Слесарь нерешительно посмотрел на Руфь.

— Цвишенцаль позволил себе… трупы уже лежали на тележке… Цвишенцаль… изодрал на ней блузку и рубашку. Блузку он совсем сорвал с нее и бросил в лужу крови.

— Там, конечно, было столпотворение, а вы ухитрились рассмотреть такие мелочи и, главное, помните их так ясно по истечении пяти с половиной лет?

— Этого нельзя забыть. И как она потом стояла перед мужчинами, полуголая, в крови — в крови своих родителей… — Он говорил, ни на кого не глядя, словно погруженный в раздумье. — Белая блузка, накрахмаленная…

Председатель улыбнулся:

— Вы и это запомнили? А протестовал кто-нибудь?

— Протестовал?.. — Свидетель опустил глаза. — У кого бы хватило смелости, хотел бы я знать? И что бы тогда с этим человеком сделали?.. Но кто-то вскрикнул… да так отчаянно… Это фрейлейн Иоганна, когда трупы поволокли за ноги.

— Вот видите, а ведь никто же ее не тронул. — И председатель приказал ввести Иоганну и Давида.

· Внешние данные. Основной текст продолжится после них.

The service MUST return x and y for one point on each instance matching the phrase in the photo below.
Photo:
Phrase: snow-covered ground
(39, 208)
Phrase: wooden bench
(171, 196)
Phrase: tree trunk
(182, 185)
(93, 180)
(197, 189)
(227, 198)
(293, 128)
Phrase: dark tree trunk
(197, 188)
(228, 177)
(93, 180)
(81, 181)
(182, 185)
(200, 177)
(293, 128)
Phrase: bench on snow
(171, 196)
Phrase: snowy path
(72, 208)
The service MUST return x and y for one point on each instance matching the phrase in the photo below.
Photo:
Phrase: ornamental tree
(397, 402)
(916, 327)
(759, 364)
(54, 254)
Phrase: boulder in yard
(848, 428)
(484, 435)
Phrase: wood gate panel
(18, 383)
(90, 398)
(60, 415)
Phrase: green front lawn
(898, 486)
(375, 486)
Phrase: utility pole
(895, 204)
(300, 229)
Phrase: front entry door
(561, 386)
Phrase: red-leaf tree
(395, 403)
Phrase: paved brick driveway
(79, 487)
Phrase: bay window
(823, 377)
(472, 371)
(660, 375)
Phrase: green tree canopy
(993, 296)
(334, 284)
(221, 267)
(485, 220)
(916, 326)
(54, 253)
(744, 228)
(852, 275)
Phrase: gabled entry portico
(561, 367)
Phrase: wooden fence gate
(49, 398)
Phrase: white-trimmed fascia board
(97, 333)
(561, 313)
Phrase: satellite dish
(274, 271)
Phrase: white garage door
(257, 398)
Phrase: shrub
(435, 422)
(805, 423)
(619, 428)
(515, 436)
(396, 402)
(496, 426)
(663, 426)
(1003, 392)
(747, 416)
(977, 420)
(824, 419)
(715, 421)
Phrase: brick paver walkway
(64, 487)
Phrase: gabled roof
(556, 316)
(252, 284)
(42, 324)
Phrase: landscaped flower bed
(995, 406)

Иоганна должна была через три недели родить. Фрау Бах одолжила ей для явки в суд широкое черное платье. Давид, которому только на днях исполнилось двенадцать, приоделся в синий пиджак пятнадцатилетнего Ученого. Плечи пиджака свисали, рукава болтались, закрывая пальцы.

Председатель сказал:

— Вам, верно, трудно стоять… — и кивнул служителю, чтобы тот подал стул. Иоганна села. Давид нерешительно прошел три разделявших их шага и стал с ней рядом. Он потупил свой тонко очерченный лоб. Его блестящие черные волосы, гладко зачесанные назад, казались влажными.

— Вы жили в доме Фрейденгеймов? Где вы находились, когда пришли арестовать их семью?

— Мы сидели с Руфью в маленьком дворике за домом. Мы только что покормили гусей и уговаривались после обеда отправиться в Вайценгейм, в дворцовый парк, где лебеди. И тут пришел…

— Как была одета подсудимая?

Иоганна задумалась.

— На ней была черная юбка с белой блузкой. Такой же, как у меня.

— Белой? Вы точно помните?

— Мы только что купили себе одинаковые блузки. На распродаже у Шварцшильда на Эйхгорнштрассе.

— Так кто же пришел? Вы сказали, что кто-то пришел?

— Пришел Цвишенцаль. Он остановился на ступеньке крыльца и крикнул: «А, вот она, восточная принцесса!» Ударил хлыстом по ящику, на котором сидела Руфь и заорал: «Встанешь ты наконец?» Он назвал ее скверным словом, дернул за ухо, чтобы встала, и ударил по лицу, а потом еще раз, тыльной стороной руки. Ее родители стояли уже перед домом, а кругом одни нацисты. Их повели по Домштрассе, через весь город, до самого вокзала, а потом назад по той же Домштрассе и через Марктгассе на площадь. Народу все прибавлялось… А на площади…

— Кто ударил первым?

— Цвишенцаль. Это было сигналом. Как будто он дал знак остальным: а теперь забейте их насмерть…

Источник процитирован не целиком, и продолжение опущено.